According to the hospital’s Public Relations Officer, Limpho Seeiso, Marc Nortje was invited by the hospital to conduct the operations as the hospital did not have the requisite skills to perform the surgeries. The invitation was part of the hospital’s decision to minimise the number of patients referred to South Africa for such procedures.
Dr Seeiso said Dr Nortje operated on seven of the eight patients who were booked for the procedures, to adjust their knee and hip joints, while the eighth operation was rescheduled to a later date.
“The patients underwent the operations as part of our contractual obligation to perform hip and knee surgeries,” Dr Seeiso said.
“However, due to local skill limitations, we had been sending our patients to Bloemfontein for such procedures. You will find that because the Bloemfontein Public Hospitals service the entire Free State and Northern Cape provinces as well as Lesotho, there is a long waiting list of patients seeking this particular surgical intervention.”
Dr Seeiso said the initiative was in line with the hospital’s intention to continue working with international specialists for the benefit of local doctors and patients. She added that the main challenge facing the local health delivery system was maintaining up-to-date skill levels since Lesotho does not have the Continued Professional Development (CPD) programme for registered doctors as is the case in other countries. CPD is the process of tracking and documenting the skills, knowledge and experience gained both formally and informally beyond the initial training. CPD is a requirement in other countries and exposes doctors to the latest and newest methods of treatment.
“When patients are referred to hospitals outside of the country, local doctors and medical practitioners are denied the opportunity to work with a specialist who can share his or her knowledge and skills,” she said.
“When we invite specialists over, it is advantageous for local staff who are afforded a chance to participate in the treatment.
“In this way, it is also cost effective to both the patients and the hospital as the costs of waiting and other costs associated with hospital admissions are dramatically reduced.
The patient’s social support system is also enhanced as family and friends can easily visit their patients.”
A Medical Officer in the orthopaedic department, Daniel Mukalamusi, who worked closely with the visiting specialist, welcomed the move to invite specialists to the hospital adding that Dr Nortje’s visit was not the first time a specialist had been brought in to assist in the orthopaedic department.
“In 2012 we had a voluntary team which treated about 29 patients and we are expecting that more specialists will come to assist because we do not have the requisite skills to perform these major surgeries,” Dr Mukalamusi said.

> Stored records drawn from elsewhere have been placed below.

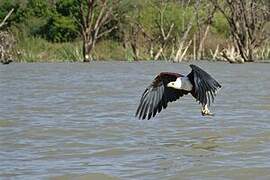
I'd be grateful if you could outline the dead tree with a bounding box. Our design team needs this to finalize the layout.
[0,9,14,64]
[174,22,193,62]
[119,19,144,61]
[174,0,194,62]
[153,2,175,60]
[75,0,117,62]
[194,1,216,60]
[210,0,269,62]
[128,23,141,61]
[0,9,14,29]
[125,1,175,61]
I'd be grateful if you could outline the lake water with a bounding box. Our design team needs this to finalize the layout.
[0,62,270,179]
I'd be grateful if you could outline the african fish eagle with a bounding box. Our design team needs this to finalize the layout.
[136,64,222,120]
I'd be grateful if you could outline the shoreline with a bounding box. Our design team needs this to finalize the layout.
[1,59,270,65]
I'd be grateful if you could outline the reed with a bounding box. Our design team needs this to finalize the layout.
[58,43,83,62]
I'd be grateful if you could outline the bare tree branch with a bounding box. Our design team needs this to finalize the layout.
[75,0,116,62]
[210,0,269,62]
[0,8,14,29]
[97,26,117,39]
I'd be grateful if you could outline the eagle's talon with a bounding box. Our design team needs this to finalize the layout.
[201,111,214,116]
[201,104,214,116]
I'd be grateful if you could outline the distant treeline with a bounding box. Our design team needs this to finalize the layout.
[0,0,269,63]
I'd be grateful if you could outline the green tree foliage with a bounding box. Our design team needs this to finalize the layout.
[46,0,81,42]
[29,0,78,42]
[0,0,78,42]
[26,0,51,17]
[212,12,230,37]
[43,14,77,42]
[56,0,77,16]
[20,0,51,39]
[0,0,26,26]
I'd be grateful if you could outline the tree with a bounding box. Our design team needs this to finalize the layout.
[75,0,117,62]
[211,0,269,62]
[193,0,216,60]
[0,9,15,64]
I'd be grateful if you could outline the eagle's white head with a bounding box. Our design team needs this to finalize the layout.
[167,77,193,91]
[167,78,182,89]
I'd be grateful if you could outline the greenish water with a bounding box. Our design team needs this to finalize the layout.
[0,62,270,179]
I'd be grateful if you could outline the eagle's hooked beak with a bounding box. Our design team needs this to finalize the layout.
[167,82,175,88]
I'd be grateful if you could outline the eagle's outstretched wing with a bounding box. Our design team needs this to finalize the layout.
[187,64,221,106]
[136,72,189,120]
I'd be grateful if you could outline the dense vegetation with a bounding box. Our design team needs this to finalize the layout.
[0,0,269,63]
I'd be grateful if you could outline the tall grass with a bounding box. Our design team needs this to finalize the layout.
[93,40,126,60]
[58,42,83,62]
[14,35,128,62]
[15,36,49,62]
[14,32,83,62]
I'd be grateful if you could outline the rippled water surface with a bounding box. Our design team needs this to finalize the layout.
[1,62,270,179]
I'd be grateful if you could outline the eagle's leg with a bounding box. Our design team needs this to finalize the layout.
[201,104,214,116]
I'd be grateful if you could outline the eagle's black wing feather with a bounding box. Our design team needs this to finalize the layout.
[136,72,189,120]
[188,64,221,106]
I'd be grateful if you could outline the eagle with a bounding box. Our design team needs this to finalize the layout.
[136,64,222,120]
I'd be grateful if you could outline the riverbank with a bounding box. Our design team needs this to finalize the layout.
[1,0,269,64]
[2,58,270,65]
[0,36,269,64]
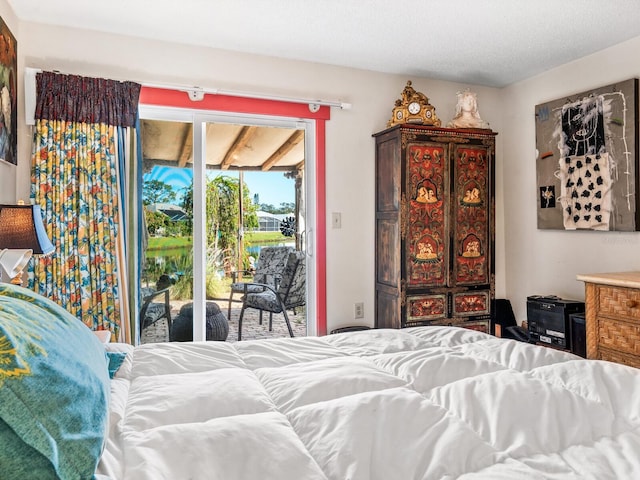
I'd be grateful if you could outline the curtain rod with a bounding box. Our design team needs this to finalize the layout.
[142,81,351,110]
[24,67,352,122]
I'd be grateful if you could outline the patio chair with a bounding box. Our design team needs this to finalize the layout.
[139,286,172,337]
[227,245,294,319]
[139,274,176,338]
[237,250,305,341]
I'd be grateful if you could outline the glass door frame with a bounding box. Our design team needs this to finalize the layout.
[138,87,329,340]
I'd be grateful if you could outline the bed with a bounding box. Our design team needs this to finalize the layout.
[1,284,640,479]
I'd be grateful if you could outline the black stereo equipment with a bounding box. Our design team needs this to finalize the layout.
[569,313,587,358]
[527,296,585,350]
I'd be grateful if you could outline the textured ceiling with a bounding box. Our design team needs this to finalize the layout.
[9,0,640,88]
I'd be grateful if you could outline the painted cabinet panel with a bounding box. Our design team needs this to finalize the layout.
[374,125,496,332]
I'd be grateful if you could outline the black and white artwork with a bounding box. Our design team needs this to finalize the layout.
[535,79,639,231]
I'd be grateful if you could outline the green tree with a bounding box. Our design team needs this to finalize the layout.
[276,202,295,214]
[143,179,177,206]
[260,202,294,214]
[144,208,188,238]
[259,203,275,213]
[182,175,258,270]
[144,208,170,236]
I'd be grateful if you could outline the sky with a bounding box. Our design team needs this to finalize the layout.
[143,166,295,208]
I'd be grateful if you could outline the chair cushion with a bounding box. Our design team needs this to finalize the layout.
[142,303,168,329]
[252,246,293,286]
[278,251,306,309]
[230,282,266,294]
[243,251,305,315]
[245,289,282,312]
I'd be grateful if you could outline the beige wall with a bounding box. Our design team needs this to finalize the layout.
[502,36,640,322]
[3,6,639,333]
[6,16,506,333]
[8,2,640,330]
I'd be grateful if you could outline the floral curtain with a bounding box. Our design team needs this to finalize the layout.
[30,72,140,342]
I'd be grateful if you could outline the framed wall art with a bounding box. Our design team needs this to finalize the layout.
[0,16,16,166]
[535,78,639,231]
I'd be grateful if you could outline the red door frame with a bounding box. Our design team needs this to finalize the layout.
[139,87,328,336]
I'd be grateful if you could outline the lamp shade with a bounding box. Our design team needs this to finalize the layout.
[0,205,54,255]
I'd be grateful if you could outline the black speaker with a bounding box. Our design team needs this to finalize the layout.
[570,313,586,358]
[492,299,517,337]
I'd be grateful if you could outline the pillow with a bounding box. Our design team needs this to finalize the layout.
[0,283,110,480]
[107,351,127,379]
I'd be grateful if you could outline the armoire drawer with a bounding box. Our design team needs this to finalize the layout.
[406,294,447,322]
[452,291,490,317]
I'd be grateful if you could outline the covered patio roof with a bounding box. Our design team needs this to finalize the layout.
[140,119,305,172]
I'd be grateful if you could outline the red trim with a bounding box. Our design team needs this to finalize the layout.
[315,120,327,336]
[140,86,328,336]
[140,87,331,120]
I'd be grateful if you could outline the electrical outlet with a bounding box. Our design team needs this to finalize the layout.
[354,302,364,319]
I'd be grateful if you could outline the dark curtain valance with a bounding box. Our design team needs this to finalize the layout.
[34,71,141,127]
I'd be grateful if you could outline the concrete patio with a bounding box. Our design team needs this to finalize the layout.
[140,298,307,344]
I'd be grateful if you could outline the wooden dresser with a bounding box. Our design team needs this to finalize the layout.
[576,272,640,368]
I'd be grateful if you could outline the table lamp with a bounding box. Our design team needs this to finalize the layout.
[0,204,54,283]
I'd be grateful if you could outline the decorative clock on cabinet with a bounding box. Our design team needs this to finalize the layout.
[388,81,441,127]
[374,124,496,332]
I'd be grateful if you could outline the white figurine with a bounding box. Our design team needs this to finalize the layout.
[447,89,490,129]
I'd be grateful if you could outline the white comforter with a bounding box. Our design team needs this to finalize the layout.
[98,327,640,479]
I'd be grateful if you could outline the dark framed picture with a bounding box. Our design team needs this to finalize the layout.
[535,78,639,231]
[0,17,16,165]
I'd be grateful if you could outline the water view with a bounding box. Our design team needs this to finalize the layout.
[145,240,296,281]
[142,233,297,297]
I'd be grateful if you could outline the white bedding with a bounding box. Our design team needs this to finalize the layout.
[98,327,640,479]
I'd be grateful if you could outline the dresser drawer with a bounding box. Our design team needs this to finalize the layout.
[597,317,640,357]
[598,347,640,369]
[578,273,640,367]
[598,286,640,321]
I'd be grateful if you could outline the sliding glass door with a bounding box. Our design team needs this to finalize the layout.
[137,105,316,343]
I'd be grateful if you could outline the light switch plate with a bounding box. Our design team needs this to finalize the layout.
[332,212,342,229]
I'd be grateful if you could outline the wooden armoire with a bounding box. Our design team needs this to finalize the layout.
[374,124,496,332]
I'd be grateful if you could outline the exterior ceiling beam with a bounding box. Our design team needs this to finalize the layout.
[177,124,193,168]
[220,126,257,170]
[261,130,304,171]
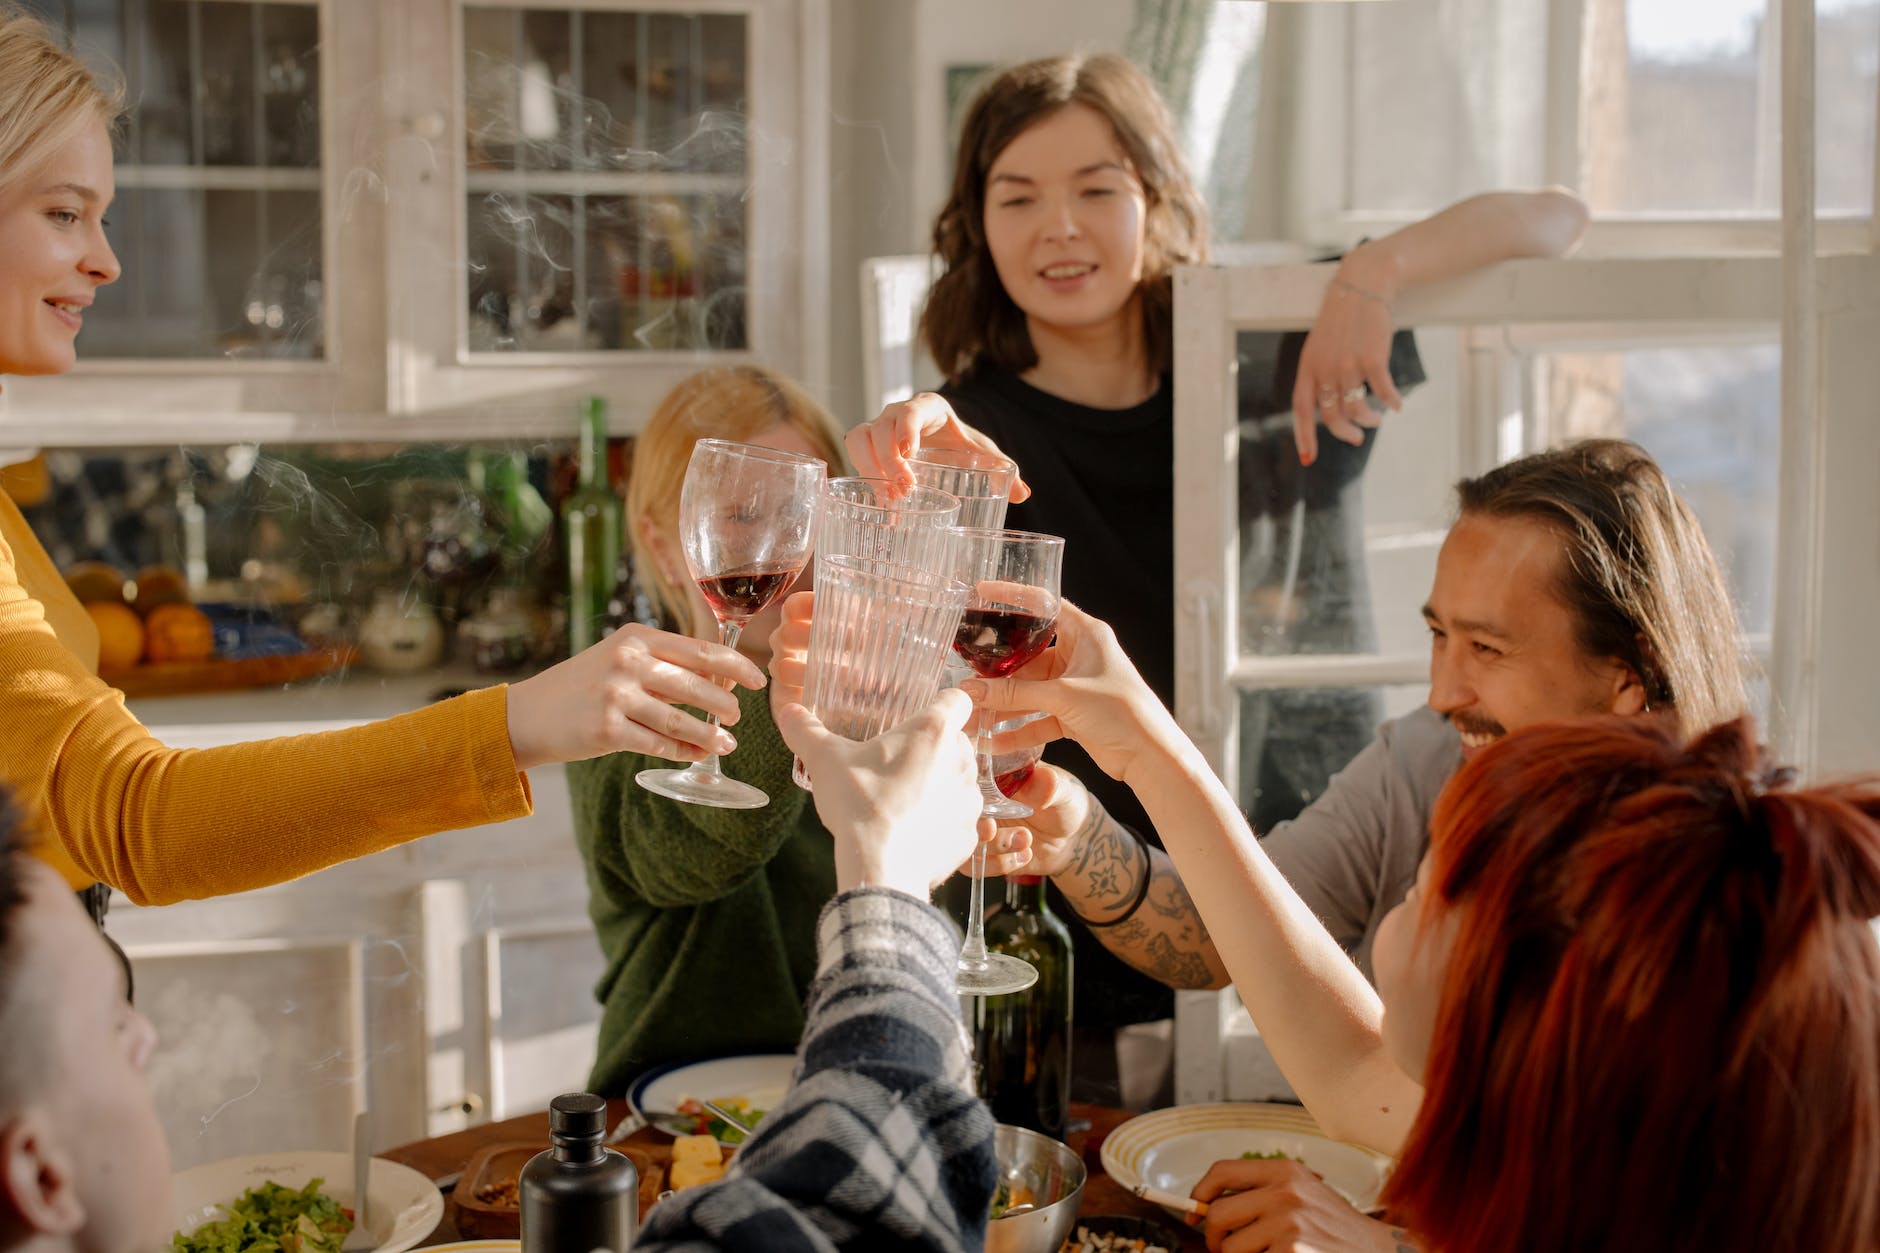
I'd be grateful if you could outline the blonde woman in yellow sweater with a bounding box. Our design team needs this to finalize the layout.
[0,7,764,906]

“In my department, we are mostly general orthopaedics but for these kinds of procedures, doctors like Nortje are welcome to assist us in helping our patients and not sending them to other places at great expense.”
Dr Mukalamusi said Dr Nortje took less than two hours to operate on each patient, a procedure which would normally take someone without his expertise a whole morning.
“Each operation took between one and a half hours to two hours due to a combination of his skills and the expert way the orthopaedic team that was working with him displayed,” he said.
“We have all been impressed by the way we have managed to work with one another, from the pain relief management to the group that was administering the anaesthetic.”
He also expressed happiness at the success of the operations which have resulted in the treated patients regaining their ability to walk unimpeded.
When Lesotho Times visited the patients on Tuesday, the patients expressed heartfelt gratitude at the treatment the hospital had given them, saying the corrective operations had given them a new lease of life.
Mabahlakoana Mapetla (60) from Lower Thamae in Maseru received hip treatment which restored ability her ability to walk normally.
“I am happy for all of us who have received treatment because we will no longer be mocked by society because of the disability we used to have,” Ms Mapetla said.
“We are thankful to government for supporting this hospital with the doctors and the state of the art equipment that is being utilised here. The doctors and nurses have been looking after us well.
“We will continue with our treatment and to practise good eating habits in order to abide by the advice the doctors have given us to maintain good health.”
‘Mabahlakoana Mapetla after her hip-replacement surgery on Tuesday.